"Nicht Sozialpolitik mit Sozialpolitik bezahlen"

Hartz IV Die SPD-Arbeitsmarktexpertin Anette Kramme verlangt, für die Hartz-IV-Reform nicht den Fördertopf für Arbeitslose zu kürzen. Doch müsse die Weiterbildung besser werden

Der Freitag: Frau Kramme, die Kosten für die Hartz-IV-Reform möchte Schwarz-Gelb offenbar bei der Bundesagentur für Arbeit wieder hereinholen. Haben Sie schon einen Tipp, wo dort die Axt angesetzt werden könnte?

Anette Kramme: Die Bundesregierung erwägt offenbar, entweder die Beiträge zur Arbeitslosenversicherung zu erhöhen – dann müssten die Arbeitnehmer zahlen. Oder sie beschneidet die Rechtsansprüche der Arbeitslosen auf Fortbildung und Qualifikation, und kürzt im Rahmen der ohnehin angekündigten Reform des arbeitsmarktpolitischen Instrumentenkastens bei den entsprechenden Fördermaßnahmen der BA.

Na, was würden Sie denn tun? Die SPD hat schließlich den Reformkompromiss mit beschlossen.

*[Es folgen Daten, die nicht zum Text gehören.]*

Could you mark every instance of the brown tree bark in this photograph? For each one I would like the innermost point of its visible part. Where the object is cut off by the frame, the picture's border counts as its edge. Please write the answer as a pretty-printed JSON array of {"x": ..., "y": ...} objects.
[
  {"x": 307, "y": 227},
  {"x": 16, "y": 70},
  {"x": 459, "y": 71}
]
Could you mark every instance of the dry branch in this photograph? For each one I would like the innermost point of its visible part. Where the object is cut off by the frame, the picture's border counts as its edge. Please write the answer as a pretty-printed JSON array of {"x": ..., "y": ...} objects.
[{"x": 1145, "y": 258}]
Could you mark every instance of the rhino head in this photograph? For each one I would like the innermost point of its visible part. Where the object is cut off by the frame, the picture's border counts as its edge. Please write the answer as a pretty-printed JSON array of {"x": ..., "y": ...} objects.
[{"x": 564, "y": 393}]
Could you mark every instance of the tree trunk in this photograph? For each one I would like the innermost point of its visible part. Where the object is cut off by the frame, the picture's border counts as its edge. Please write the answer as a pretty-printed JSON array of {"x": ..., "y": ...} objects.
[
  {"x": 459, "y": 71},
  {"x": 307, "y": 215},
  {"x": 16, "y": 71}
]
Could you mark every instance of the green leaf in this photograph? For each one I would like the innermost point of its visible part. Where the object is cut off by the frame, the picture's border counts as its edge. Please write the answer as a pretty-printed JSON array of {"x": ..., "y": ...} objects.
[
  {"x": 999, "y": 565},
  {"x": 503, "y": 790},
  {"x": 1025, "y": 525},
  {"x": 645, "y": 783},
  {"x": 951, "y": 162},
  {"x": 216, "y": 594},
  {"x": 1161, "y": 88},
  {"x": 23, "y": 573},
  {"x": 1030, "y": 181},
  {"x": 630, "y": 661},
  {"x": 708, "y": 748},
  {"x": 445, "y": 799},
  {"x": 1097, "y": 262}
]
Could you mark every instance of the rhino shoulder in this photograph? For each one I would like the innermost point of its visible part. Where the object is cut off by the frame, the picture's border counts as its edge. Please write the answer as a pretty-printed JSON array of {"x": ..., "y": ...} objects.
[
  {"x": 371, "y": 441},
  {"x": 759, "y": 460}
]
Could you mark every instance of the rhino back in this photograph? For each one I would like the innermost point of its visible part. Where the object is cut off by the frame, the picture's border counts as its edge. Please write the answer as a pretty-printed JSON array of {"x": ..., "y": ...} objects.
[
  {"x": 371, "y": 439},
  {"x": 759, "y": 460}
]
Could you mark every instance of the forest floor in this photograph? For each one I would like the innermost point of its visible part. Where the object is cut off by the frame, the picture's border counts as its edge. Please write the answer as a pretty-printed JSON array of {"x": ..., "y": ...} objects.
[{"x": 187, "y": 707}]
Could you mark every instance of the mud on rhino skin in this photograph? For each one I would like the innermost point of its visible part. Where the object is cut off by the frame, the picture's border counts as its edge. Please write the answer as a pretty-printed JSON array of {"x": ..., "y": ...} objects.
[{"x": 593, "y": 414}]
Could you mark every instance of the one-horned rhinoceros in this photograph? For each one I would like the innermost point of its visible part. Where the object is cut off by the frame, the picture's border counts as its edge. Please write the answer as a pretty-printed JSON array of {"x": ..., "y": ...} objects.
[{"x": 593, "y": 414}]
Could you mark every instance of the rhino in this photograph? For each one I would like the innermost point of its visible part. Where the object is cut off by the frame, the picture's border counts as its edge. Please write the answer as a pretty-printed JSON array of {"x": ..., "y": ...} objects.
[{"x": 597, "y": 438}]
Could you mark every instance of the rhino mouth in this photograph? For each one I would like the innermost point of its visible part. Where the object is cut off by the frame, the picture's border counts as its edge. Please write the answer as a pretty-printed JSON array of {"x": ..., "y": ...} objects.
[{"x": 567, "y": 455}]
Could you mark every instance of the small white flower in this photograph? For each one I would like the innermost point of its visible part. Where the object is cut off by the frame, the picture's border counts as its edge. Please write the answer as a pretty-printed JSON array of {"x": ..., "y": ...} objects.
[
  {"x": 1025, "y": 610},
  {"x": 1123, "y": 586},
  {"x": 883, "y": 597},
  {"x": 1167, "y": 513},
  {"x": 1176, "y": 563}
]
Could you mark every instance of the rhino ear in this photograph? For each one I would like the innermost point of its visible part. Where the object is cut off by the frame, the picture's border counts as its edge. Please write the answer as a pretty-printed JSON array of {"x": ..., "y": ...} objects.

Ich halte es für grundsätzlich falsch, die notwendige Aufstockung der Grundsicherung aus den Mitteln der Bundesagentur für Arbeit zu finanzieren. Die Mittel müssen anderswo im Staatshaushalt gesucht werden. Sozialpolitik kann nicht aus den vorhandenen sozialpolitischen Leistungen bezahlt werden. Das ist außerdem volkswirtschaftlich unvernünftig. Nicht im Ausmaß wie von der Arbeitgeberseite proklamiert, aber doch sicher in Teilbereichen bekommen wir es mit einem Fachkräftemangel zu tun. Dann darf man nicht dort sparen, wo an der Qualifikation der Menschen gearbeitet wird, deren Ausbildungsniveau offenbar nicht gut genug für den deutschen Arbeitsmarkt ist.

Sind Sie so sicher, dass die Maßnahmen der Qualifikation dienen? Haben Sie noch nie mit Arbeitslosen zu tun gehabt, die von sinnlosen Seminaren berichteten, die niemand nützen außer dem Weiterbildungsträger?

Doch, natürlich hört man das: Informatiker, die in einen EDV-Kurs geschickt werden, andere, die den gleichen Kurs einfach zweimal machen. Natürlich muss an der Qualität der Fortbildungen gearbeitet werden – aber nicht, indem man die Mittel dafür kürzt.

Und wie wollen Sie die Qualität der Kurse verbessern, solange die Weiterbildungsträger sich offensichtlich wenig selbst darum kümmern, wer für ihre Kurse überhaupt geeignet ist, sondern nur die Teilnahme mit der BA abrechnen wollen?

Die Betreuung der Arbeitslosen ist schlicht noch nicht gut genug. Wir brauchen eine Betreuungsrelation von eins zu siebzig: Ein Betreuer soll sich mit den Schicksalen und besonderen Problemen von maximal siebzig Arbeitslosen befassen, nicht wie aktuell mit bis zu 200. Wenn in der Betreuung eine anständige Profilierung des Arbeitsuchenden und motivierende Hilfestellung bei Bewerbungen stattfindet, kann man sich ineffiziente Weiterbildung sparen.

Das klingt nach mehr Personal für die BA, die bereits 90.000 Menschen beschäftigt. Wird auch teuer.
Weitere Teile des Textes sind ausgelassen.